This is the biblical gospel. The gospel is that God justifies ungodly men and women by means of true, saving faith in Jesus Christ. At that moment of salvation, God justifies them and in a spiritually mysterious and supernatural way, God credits all my sin to Christ and at the same time credits all Christ’s righteousness to me. This way God can treat us as His children; indeed, as sons and daughters of the Living God! Charles Spurgeon remarked on the mind-boggling reality of this truth that God justifies the ungodly. Here’s what he wrote.

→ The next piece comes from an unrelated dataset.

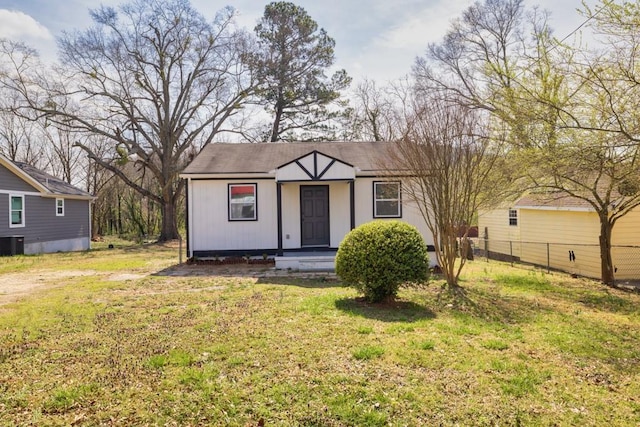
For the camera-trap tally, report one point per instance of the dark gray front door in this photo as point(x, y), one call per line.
point(314, 210)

You must be somewhat surprised to read a text like this: “Him who justifies the ungodly.” I do not wonder at your surprise. For, with all my familiarity with the great grace of God, I never cease to wonder, at it either … Christ Jesus came into the world to save sinners.” This truth is a very surprising thing—a thing to be marveled at most of all by those who enjoy it. I know that it is to me even to this day the greatest wonder that I ever heard of—that God should ever justify me. I feel myself to be a lump of unworthiness, a mass of corruption, and a heap of sin, apart from His almighty love. I know and am fully assured that I am justified by “faith which is in Christ Jesus.” I am treated as if I had been perfectly just and made an heir of God and a joint-heir with Christ. And yet by nature, I must take my place among the most sinful. Though altogether undeserving, I am treated as if I had been deserving. I am loved with as much love as if I had always been godly, whereas before I was ungodly. Who can help being astonished at this demonstration of grace? Gratitude for such favor stands dressed in robes of wonder.

What an amazing reality to sear upon our minds again: “to the one who does not work, but believes in Him who justifies the ungodly, his faith is credited as righteousness” (Rom 4:5)!